Club History

In 1907, a group of anglers living in the Prahran area, decided to start a Club but found that a Prahran Angling Club was already in existence and so took the name of the adjoining suburb of Toorak. Of course, as Toorak became the most fashionable of suburbs, the Club took on a reputation of being an exclusive domain. This has never been the case and we have always taken our members from a wide selection of people. Meetings were held initially at ‘The Duke of Yorke Hotel’ in High Street.

Soon after the Club was formed, some of the Members, who farmed market gardens in the area, donated a 1 acre block of what was then swamp land, to the Club. Using part of this land in 1922, the Club House was built in High Street Prahran; this was finally sold in 1987 and activities were concentrated at ‘Pattendon’ in Canons Creek. Access to Cannons Creek was restricted over low tides and in 1995, Pattendon was sold and the Westernport base was moved to Warneet where it is currently located.

The 1914-18 World war was the first big  disruption and we have a minuted record of club Members signing up for service in France. Getting to the fishing grounds in the early years was a problem, as there were almost no private cars, so travel was by tram, train, or horse but more usually by a hire van. In those days, the whiting catches were enormous  but, as  records show, there were lean years even then. For many of the past 50 years we have specialized in whiting fishing at northern Westernport . To this end, the Club has had a collection of displacement boats and more recently,  a modern  planing hull.

What a change from the early days when, in 1915, Club Members were disqualified from fishing in  a competition because they used a motor boat.

There are many more rules and regulations that have been introduced recently, to control the pressure of the great increase in recreational angling.  Such constraints are essential to maintain the health of the  fisheries and to ensure safe boating. The establishment of the marine parks is also considered to be beneficial, even though there are  well founded reservations to the  restrictions of access for anglers.
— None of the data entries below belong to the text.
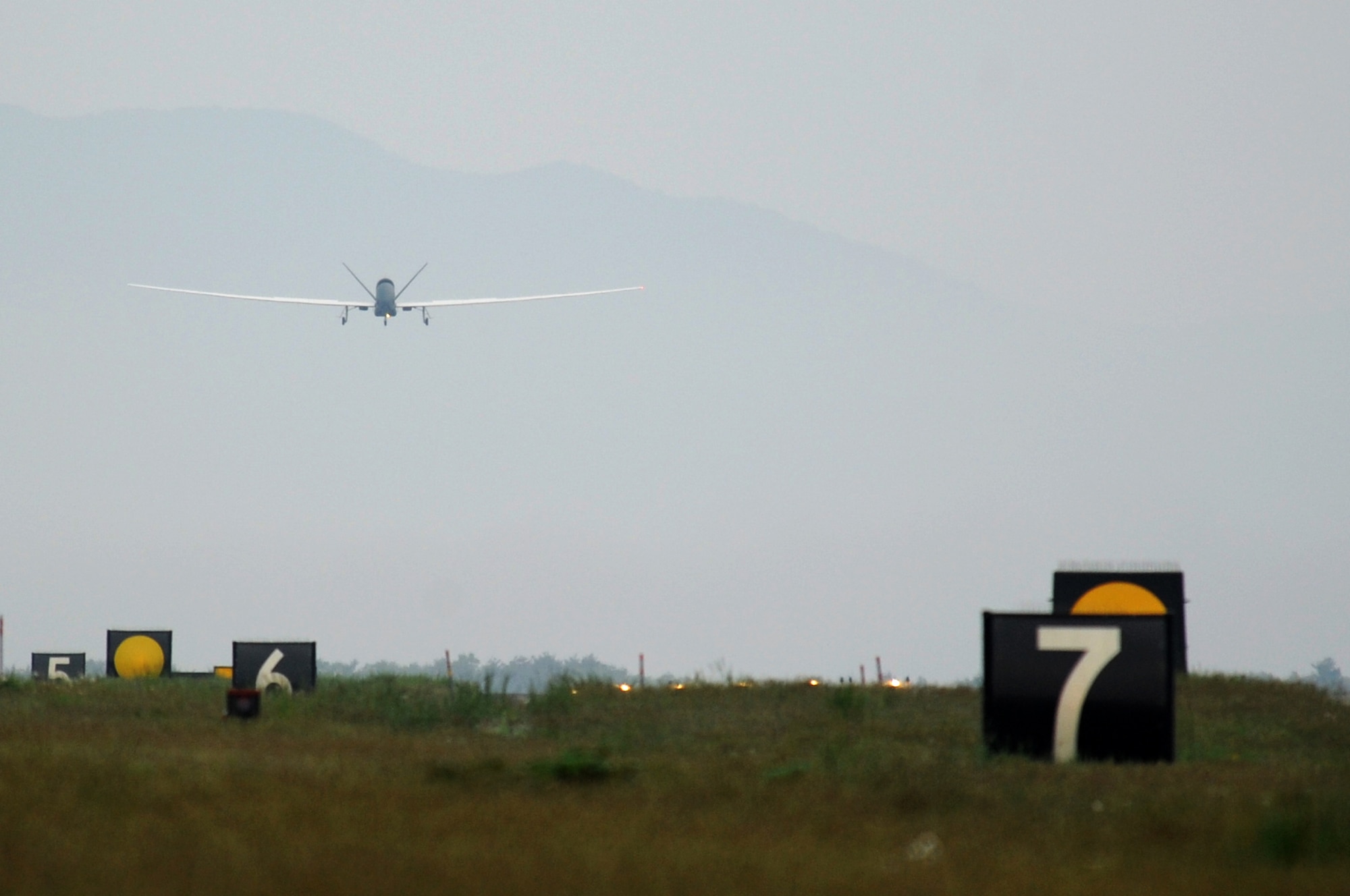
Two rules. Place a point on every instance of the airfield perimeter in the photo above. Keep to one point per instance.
(411, 786)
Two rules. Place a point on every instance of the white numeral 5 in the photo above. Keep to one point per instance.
(55, 673)
(1100, 647)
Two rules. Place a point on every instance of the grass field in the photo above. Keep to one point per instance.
(411, 786)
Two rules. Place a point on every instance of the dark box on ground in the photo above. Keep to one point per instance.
(1128, 713)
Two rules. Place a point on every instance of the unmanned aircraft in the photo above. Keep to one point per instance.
(385, 299)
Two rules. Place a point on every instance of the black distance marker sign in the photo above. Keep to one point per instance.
(1087, 593)
(140, 655)
(1097, 688)
(57, 667)
(291, 666)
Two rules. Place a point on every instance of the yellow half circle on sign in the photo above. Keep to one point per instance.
(140, 658)
(1118, 598)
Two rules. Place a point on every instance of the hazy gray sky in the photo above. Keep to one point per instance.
(1133, 160)
(796, 453)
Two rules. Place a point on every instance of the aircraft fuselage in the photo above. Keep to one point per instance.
(385, 296)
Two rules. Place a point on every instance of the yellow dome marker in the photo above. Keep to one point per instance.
(140, 658)
(1118, 598)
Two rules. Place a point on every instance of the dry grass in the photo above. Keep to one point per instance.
(404, 786)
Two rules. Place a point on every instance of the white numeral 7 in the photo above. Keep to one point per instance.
(268, 675)
(1100, 647)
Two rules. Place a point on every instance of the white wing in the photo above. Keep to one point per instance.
(446, 303)
(362, 306)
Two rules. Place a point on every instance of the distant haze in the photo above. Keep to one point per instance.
(1160, 161)
(792, 454)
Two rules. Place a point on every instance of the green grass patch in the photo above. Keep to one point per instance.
(412, 786)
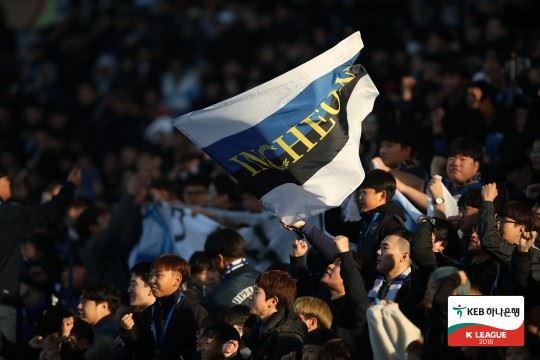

Our Club has evolved into a modern progressive and friendly organization that has moved with the times and has facilities that are truly a credit to the past and present members. The social activities of the Club have also changed and we now have at least half-a-dozen special events in the year.  The displacement boats are gone and our new Club boat is proving a great investment and is  being fully used. When the whiting season is over, the boat is often taken by members  to other Victorian and even inter-state fishing  locations.  Many more of our members now use their own boats and this is a developing trend as younger members move into the Club. This influx of new members  is enhancing the  vitality and viability of the Club. It is interesting to note that many joined the Club after looking at our website on  New technology is also being embraced with the desk-top publishing and email distribution of our quarterly Newsletter and Syllabus.

The annual ladies day is held at Warneet where  the ladies usually show that they are better at hooking fish than their more practiced husbands. We must not forget our primary purpose of angling and we have  greatly expanded our target fish and our fishing grounds. Whiting at Westerport are still number 1 but there is a lot of attention given to snapper, especially early in the season when most of the fish like the one in the photograph, are caught. Private members also take trips to the north where the photograph of a good size barramundi was taken on the Mary River. For the past few years there has been an annual trip to Jindabyne in the Snowy Mountains  and  good catches are the general rule. Winter  and spring trips are taken to  Gippsland and some of our members are shown fishing in the  Cann River at Tamboon Inlet.. There is also a surf competition that  makes for a nice winter break when the salmon are running. Off shore trips are also arranged as shown in the photograph below.

One thing that we can  predict – that there will be as many or more changes over the next 100 years.  It is impossible to plan that far ahead but we are already making plans to develop and maintain the Club well into the future. As with many other clubs, we are working,  mainly through Metropolitan Anglers, to positively influence the administration of angling at Governmental and VRFish peak-body level. We are continuing our inter-relationships with other linked angling clubs and hope to expand such contacts. There are threats to  angling from extremist groups and we must  be pro-active to prevent  disruption to our sport. Over the past 100 years it must be recognized that the Club has been very male oriented and it is important to involve more ladies and families in both the angling and the administration. Young anglers are the future and more must be done to attract them. The ‘Future Fish’ organisation has shown the way and it is up to the clubs to follow up on the good work. All of us at the SEATAC are looking forward to the new challenges and  are doing our very best  to ensure that the future of the  Club is as successful as it has been in the past and that we are here to stay for the next Century.